Summary and Setup

Lesson Maintainers: {{ page.maintainers | join: ‘,’ }}

Python is a general purpose programming language that is useful for writing scripts to work effectively and reproducibly with data.

This is an introduction to Python designed for participants with no programming experience. These lessons can be taught in a day (~ 6 hours). They start with some basic information about Python syntax, the Jupyter notebook interface, and move through how to import CSV files, using the pandas package to work with data frames, how to calculate summary information from a data frame, and a brief introduction to plotting. The last lesson demonstrates how to work with databases directly from Python.

Getting Started

Data Carpentry’s teaching is hands-on, so participants are encouraged to use their own computers to ensure the proper setup of tools for an efficient workflow.

These lessons assume no prior knowledge of the skills or tools.

To get started, follow the directions in the “Setup” tab to download data to your computer and follow any installation instructions.

Prerequisites

This lesson requires a working copy of Python.

To most effectively use these materials, please make sure to install everything before working through this lesson and download data files mentioned in the Setup tab.

For Instructors

If you are teaching this lesson in a workshop, please see the Instructor notes.

Data

Data for this lesson is from the The SAFI Teaching Database and Audit of Political Engagement 11, 2013.

We will use the files listed below for the data in this lesson.
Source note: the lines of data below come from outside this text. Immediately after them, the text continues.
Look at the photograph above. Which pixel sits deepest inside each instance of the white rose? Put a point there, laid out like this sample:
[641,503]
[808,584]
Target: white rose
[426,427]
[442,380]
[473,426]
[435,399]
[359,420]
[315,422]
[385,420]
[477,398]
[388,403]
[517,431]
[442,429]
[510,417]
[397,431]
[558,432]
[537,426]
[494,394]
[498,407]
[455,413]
You can download the files by clicking on the links.

Note: make sure to place the data files on the same folder that your notebook is running on.

Software

Python is a popular language for scientific computing, and great for general-purpose programming as well. Installing all of its scientific packages individually can be a bit difficult, so we recommend an all-in-one installer.
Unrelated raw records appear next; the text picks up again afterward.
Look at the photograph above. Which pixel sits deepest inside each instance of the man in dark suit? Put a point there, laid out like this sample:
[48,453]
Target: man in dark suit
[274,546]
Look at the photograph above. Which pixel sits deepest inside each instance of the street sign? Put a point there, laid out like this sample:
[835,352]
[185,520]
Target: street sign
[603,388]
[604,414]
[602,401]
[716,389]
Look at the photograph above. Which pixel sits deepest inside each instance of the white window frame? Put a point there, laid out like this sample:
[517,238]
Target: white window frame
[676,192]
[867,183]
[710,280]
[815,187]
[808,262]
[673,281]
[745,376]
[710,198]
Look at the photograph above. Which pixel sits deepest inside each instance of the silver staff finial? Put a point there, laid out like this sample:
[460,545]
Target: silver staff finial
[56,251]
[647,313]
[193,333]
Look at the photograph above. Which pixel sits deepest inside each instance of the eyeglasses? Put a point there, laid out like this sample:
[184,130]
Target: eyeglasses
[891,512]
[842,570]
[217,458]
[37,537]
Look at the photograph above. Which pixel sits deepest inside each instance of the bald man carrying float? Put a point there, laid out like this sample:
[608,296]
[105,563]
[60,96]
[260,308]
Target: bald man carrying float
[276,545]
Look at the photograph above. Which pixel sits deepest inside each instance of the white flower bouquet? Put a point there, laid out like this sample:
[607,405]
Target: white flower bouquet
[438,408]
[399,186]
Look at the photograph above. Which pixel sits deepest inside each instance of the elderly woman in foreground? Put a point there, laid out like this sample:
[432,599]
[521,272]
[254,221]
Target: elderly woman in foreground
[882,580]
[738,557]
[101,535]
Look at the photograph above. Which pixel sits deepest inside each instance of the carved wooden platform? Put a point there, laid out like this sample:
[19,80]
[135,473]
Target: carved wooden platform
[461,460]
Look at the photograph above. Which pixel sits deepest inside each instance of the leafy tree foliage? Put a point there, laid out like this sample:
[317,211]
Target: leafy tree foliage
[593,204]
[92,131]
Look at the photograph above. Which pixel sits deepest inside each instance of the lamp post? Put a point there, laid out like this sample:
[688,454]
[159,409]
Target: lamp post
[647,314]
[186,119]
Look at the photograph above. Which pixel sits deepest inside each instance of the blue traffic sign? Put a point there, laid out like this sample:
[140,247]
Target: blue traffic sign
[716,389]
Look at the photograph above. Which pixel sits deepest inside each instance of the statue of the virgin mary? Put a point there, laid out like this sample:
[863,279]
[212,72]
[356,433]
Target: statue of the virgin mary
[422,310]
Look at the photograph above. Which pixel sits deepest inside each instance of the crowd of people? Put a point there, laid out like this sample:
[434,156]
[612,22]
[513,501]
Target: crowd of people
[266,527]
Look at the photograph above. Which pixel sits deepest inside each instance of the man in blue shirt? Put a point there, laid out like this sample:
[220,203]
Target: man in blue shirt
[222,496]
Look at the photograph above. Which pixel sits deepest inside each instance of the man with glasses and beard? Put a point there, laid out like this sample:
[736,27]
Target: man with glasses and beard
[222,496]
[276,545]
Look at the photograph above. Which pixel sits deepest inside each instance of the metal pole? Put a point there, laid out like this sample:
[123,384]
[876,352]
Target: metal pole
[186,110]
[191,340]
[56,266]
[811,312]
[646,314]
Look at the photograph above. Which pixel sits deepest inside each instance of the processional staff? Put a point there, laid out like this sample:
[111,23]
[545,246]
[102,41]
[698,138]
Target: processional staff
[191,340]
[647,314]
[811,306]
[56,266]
For this workshop we use Python version 3.x.

Required Python Packages for this workshop

Setup instructions for Python


In order to complete the materials for the Python lesson, you will need Python to be installed on your machine. As many of the examples and exercises use Jupyter notebooks, you will need it to be installed as well.
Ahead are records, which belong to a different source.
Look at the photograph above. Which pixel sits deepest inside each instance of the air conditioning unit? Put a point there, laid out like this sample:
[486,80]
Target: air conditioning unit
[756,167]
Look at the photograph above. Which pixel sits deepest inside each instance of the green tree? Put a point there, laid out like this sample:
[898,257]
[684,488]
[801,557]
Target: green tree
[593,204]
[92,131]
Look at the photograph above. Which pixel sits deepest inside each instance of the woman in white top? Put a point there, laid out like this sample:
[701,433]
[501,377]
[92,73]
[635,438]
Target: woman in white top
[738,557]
The Anaconda distribution of Python will allow you to install both Python and Jupyter notebooks as a single install. Anaconda will also install many other commonly used Python packages.

How to install the Anaconda distribution of python

  1. Follow the Anaconda link above to the Anaconda website. There are versions of Anaconda available for Windows, macOS, and Linux. The website will detect your operating system and provide a link to the appropriate download.
  2. There will be two options, one for Python 2.x and another for Python 3.x. We will take the Python 3.x option. Python 2.x will eventually be phased out but is still provided for backward compatibility with some older optional Python modules. The majority of popular modules have been converted to work with Python 3.x. The actual value of x will vary depending on when you download. At the time of writing I am being offered Python 3.6 or Python 2.7.
  3. For Windows and Linux there is the option of either a 64 bit (default) download or a 32 bit download. Unless you know that you have an old 32 bit pc you should choose the 64 bit installer.
  4. Run the downloaded installer program. Accept the default settings until you are given the option to add Anaconda to your environmental Path variable. Despite the recommendation not to and the subsequent warning, you should select this option. This will make it easier later on to start Jupyter notebooks from any location.
  5. The installation can take a few minutes. When finished you should be able to open a cmd prompt (Type cmd from Windows start and into the cmd window type python. You should get a display similar to that below. Python Install
  6. The >>> prompt tells you that you are in the Python environment. You can exit Python with the exit() command.

Running Jupyter Notebooks in Windows

  1. From file explorer navigate to where you can select the folder which contains your Jupyter Notebook notebooks (it can be empty initially).
  2. Hold down the shift key and right-click the mouse
  3. The pop-up menu items will include an option to start a cmd window or in the latest Windows release start a ‘PowerShell’ window. Select whichever appears.
  4. When the window opens, type the command jupyter notebook.
  5. Several messages will appear in the command window. In addition your default web browser will open and display the Jupyter notebook home page. The main part of this is a file browser window starting at the folder you selected in step 1.
  6. There may be existing notebooks which you can select and open in a new tab in your browser or there is a menu option to create a new notebook. Python Install
  7. The Jupyter package creates a small web services and opens your browser pointing at it. If your browser does not open, you can open it manually and specify ‘localhost:8888’ as the URL.
  8. Port 8888 is the default port used by the Jupyter web service, but if it is already in use it will increment the port number automatically. Either way the port number it does use is given in a message in the cmd/powershell window.
  9. Once running, the cmd/powershell window will display additional messages, e.g. about saving notebooks, but there is no need to interact with it directly. The window can be minimized and ignored.
  10. To shut Jupyter down, select the cmd/powershell window and type Ctrl+c twice and then close the window.